Sepanjang tahun 2019, dikabarkan saham-saham yang menjadi portofolio Asabri terjun bebas mencapai lebih dari 90 persen. Dengan anjloknya saham saham tersebut seyogyanya segera dilakukan audit oleh BPK namun hingga Sabtu, 11 Januari 2020, kabarnya Badan Pemeriksa Keuangan (BPK) belum menerima permintaan audit dari Asabri. Pada sisi lain lembaga seperti OJK (Otoritas Jasa Keuangan yang seharusnya bisa menyetop keberadaan saham-saham gorengan tersebut ternyata tidak dilakukan. Entah kenapa sepertinya ada langkah pembiaran sedemikian rupa sampai uang Asabri terkuras tinggal sisanya.

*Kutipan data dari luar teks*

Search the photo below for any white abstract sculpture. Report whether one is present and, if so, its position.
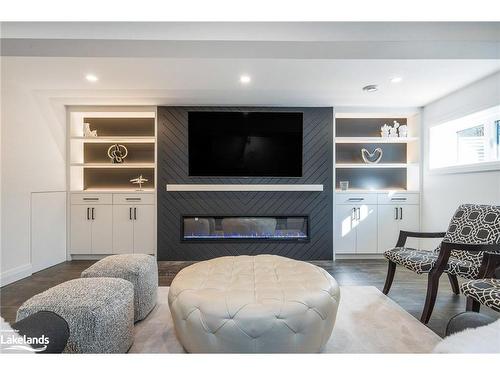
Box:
[130,174,149,190]
[361,147,384,164]
[83,122,97,137]
[389,121,399,137]
[380,124,391,138]
[398,125,408,138]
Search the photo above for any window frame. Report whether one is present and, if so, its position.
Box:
[425,104,500,175]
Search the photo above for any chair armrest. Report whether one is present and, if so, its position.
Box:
[441,241,500,253]
[396,230,446,247]
[438,241,500,279]
[478,252,500,279]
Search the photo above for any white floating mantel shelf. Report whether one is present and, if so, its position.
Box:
[167,184,323,191]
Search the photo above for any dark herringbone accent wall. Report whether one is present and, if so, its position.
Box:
[157,107,333,260]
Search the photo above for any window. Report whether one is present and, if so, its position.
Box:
[429,105,500,169]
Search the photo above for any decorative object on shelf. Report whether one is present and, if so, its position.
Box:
[108,143,128,164]
[361,147,384,164]
[83,122,97,138]
[380,124,391,138]
[398,125,408,138]
[389,121,399,137]
[130,174,149,190]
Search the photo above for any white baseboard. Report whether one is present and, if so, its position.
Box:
[0,264,32,286]
[335,254,385,260]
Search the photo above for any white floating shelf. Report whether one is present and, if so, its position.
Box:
[167,184,323,191]
[335,163,417,168]
[335,137,418,143]
[71,137,155,143]
[71,163,155,168]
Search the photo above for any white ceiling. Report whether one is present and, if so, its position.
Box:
[2,22,500,41]
[1,22,500,107]
[2,57,500,107]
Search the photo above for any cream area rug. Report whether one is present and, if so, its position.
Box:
[129,286,441,353]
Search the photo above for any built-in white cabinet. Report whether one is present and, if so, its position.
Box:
[334,194,377,254]
[378,204,419,252]
[70,193,156,255]
[113,200,156,254]
[334,193,420,254]
[70,204,113,254]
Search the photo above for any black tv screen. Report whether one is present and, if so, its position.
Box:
[188,111,303,177]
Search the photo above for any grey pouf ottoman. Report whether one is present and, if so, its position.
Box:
[16,277,134,353]
[82,254,158,322]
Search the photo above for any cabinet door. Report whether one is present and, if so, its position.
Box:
[378,205,400,253]
[113,205,134,254]
[399,204,420,249]
[70,205,92,254]
[334,205,357,254]
[133,205,156,254]
[356,204,378,254]
[91,205,113,254]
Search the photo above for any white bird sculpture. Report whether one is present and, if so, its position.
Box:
[130,174,149,190]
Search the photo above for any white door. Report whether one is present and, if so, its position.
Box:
[356,204,378,254]
[31,192,66,273]
[70,204,92,254]
[399,204,420,249]
[90,205,113,254]
[334,204,356,254]
[113,205,134,254]
[133,205,156,254]
[378,205,400,253]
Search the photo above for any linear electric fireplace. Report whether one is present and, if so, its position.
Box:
[181,215,309,241]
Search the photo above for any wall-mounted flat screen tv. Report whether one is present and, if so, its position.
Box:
[188,111,303,177]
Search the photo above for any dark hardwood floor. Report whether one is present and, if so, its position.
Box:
[0,259,499,336]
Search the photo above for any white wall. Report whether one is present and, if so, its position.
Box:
[0,77,66,285]
[422,72,500,231]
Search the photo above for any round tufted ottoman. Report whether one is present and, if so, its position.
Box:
[168,255,340,353]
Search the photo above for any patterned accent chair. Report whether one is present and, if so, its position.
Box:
[383,204,500,323]
[460,253,500,312]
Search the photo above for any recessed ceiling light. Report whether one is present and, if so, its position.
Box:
[240,74,252,85]
[85,74,99,82]
[363,85,378,92]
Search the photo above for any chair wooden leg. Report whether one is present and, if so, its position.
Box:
[383,261,396,294]
[420,271,442,324]
[465,297,481,312]
[448,274,460,295]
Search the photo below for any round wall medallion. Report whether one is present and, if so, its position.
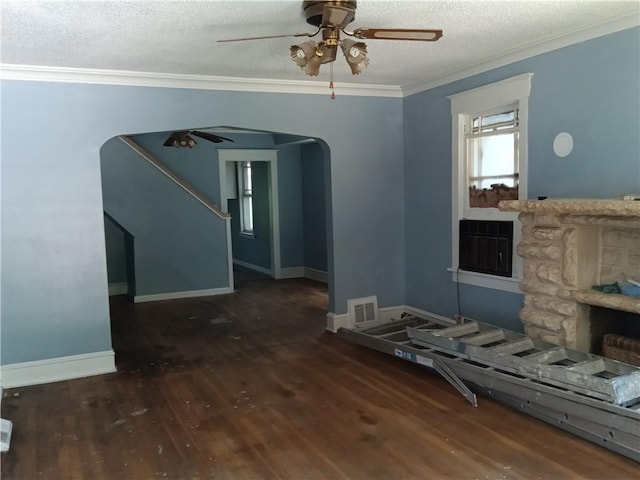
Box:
[553,132,573,157]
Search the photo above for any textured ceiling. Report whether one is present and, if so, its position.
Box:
[0,0,640,87]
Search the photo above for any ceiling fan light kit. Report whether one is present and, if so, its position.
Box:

Jika dana hasil perampokan Jiwasraya di isukan mengalir untuk kampanye pasangan petahana apakah dana hasil perampokan Asabri ini juga ada terindikasi mengalir kesana ?. Agaknya perlu perlu penyelidikan lebih lanjut. Karena korupsi yang dilakukan melibatkan pemegang kekuasaan biasanya memang susah untuk di ungkap kebenarannya.

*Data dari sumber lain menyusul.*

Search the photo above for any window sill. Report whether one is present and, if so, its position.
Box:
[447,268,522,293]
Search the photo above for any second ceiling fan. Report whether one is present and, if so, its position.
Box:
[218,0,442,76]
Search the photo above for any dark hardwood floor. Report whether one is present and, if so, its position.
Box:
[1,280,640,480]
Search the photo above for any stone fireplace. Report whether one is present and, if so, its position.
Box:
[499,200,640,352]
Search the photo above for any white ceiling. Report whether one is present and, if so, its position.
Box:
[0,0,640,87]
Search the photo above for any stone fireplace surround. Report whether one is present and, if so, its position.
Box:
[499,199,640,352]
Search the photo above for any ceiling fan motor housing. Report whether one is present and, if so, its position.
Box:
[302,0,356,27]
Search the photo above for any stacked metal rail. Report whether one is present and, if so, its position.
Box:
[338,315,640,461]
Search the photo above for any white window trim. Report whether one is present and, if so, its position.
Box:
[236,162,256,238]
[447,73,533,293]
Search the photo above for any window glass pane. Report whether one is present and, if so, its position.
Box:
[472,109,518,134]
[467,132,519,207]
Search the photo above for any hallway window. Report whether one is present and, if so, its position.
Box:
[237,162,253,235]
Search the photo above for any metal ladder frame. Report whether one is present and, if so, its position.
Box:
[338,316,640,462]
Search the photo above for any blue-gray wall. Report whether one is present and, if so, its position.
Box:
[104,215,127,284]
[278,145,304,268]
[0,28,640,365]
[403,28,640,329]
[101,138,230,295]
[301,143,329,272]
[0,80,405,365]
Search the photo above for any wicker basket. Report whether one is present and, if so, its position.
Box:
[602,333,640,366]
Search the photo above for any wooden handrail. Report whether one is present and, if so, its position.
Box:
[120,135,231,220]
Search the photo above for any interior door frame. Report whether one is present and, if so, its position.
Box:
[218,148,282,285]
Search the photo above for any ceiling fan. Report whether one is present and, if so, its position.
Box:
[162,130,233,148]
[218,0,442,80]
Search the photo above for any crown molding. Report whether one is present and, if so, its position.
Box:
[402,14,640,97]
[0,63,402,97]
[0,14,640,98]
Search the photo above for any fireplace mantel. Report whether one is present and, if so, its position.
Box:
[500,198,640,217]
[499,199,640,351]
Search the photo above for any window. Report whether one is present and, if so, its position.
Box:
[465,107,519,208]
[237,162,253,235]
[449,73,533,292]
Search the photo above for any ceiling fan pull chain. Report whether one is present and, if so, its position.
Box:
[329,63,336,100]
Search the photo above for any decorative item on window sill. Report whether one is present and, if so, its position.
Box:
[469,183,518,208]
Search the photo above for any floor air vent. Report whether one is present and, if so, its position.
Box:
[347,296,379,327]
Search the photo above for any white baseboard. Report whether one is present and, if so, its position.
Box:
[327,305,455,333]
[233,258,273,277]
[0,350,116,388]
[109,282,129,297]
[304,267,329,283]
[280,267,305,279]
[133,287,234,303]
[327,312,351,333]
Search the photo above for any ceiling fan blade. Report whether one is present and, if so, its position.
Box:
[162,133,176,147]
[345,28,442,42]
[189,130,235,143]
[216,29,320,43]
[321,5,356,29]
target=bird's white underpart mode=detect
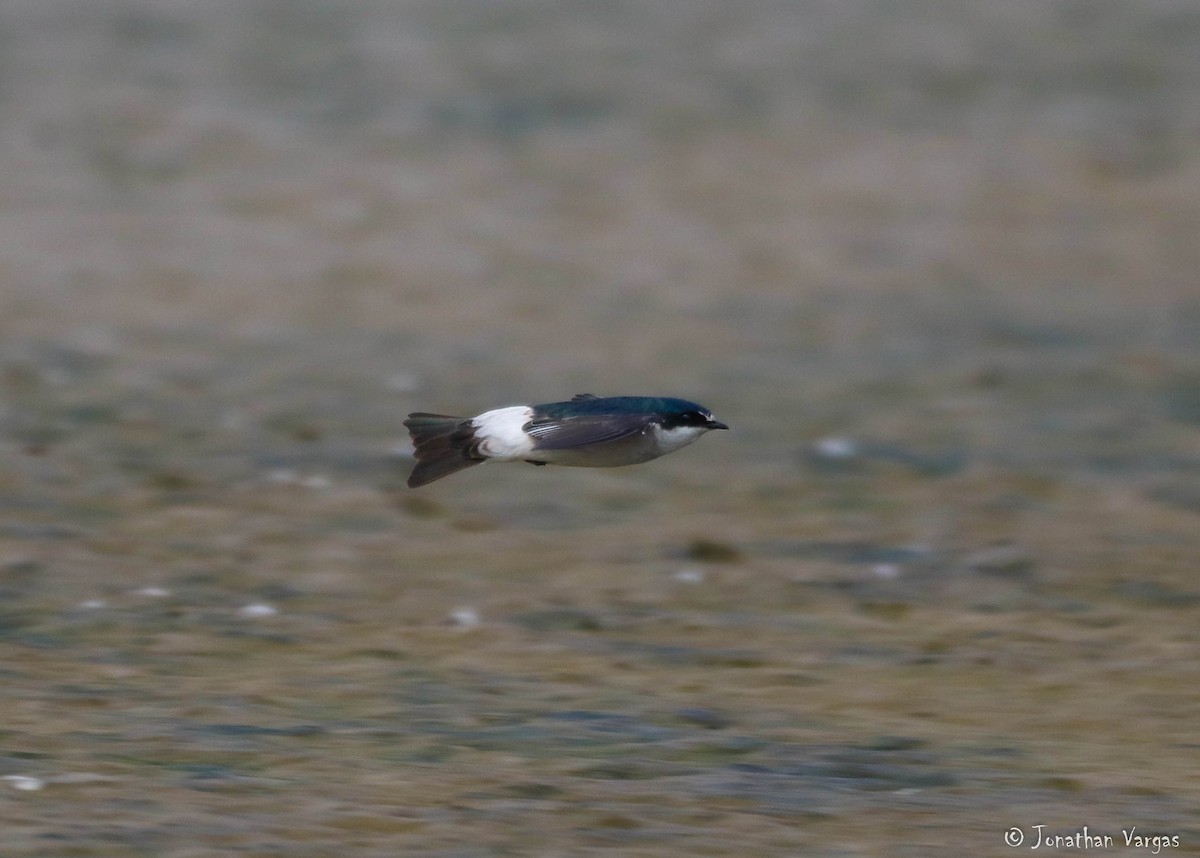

Saatnya ini menjadi momentum yang bagus bagi Presiden Jokowi untuk menunjukkan keseriusan dan komitmennya dalam penegakan hukum khususnya pemberantasan korupsi. Terlebih ditekankan pada kinerja Kejaksaan Agung dan KPK yang harus bisa mengembalikan dana yang sudah dirampok di Jiwasraya maupun Asabri. Di Jiwasraya diduga dirampok oleh Heru Hidayat, Hary Prasetyo dkk, sementara di Asabri masih harus dikejar siapa perampoknya. Mereka semua pelaku perampokan harus dihukum seberat-beratnya.Kalau kemudian kasus ini kembali menguap alias hanya mampu mengadili kelas terinya saja maka patut diduga top penguasa terlibat didalamnya.Dah itu saja.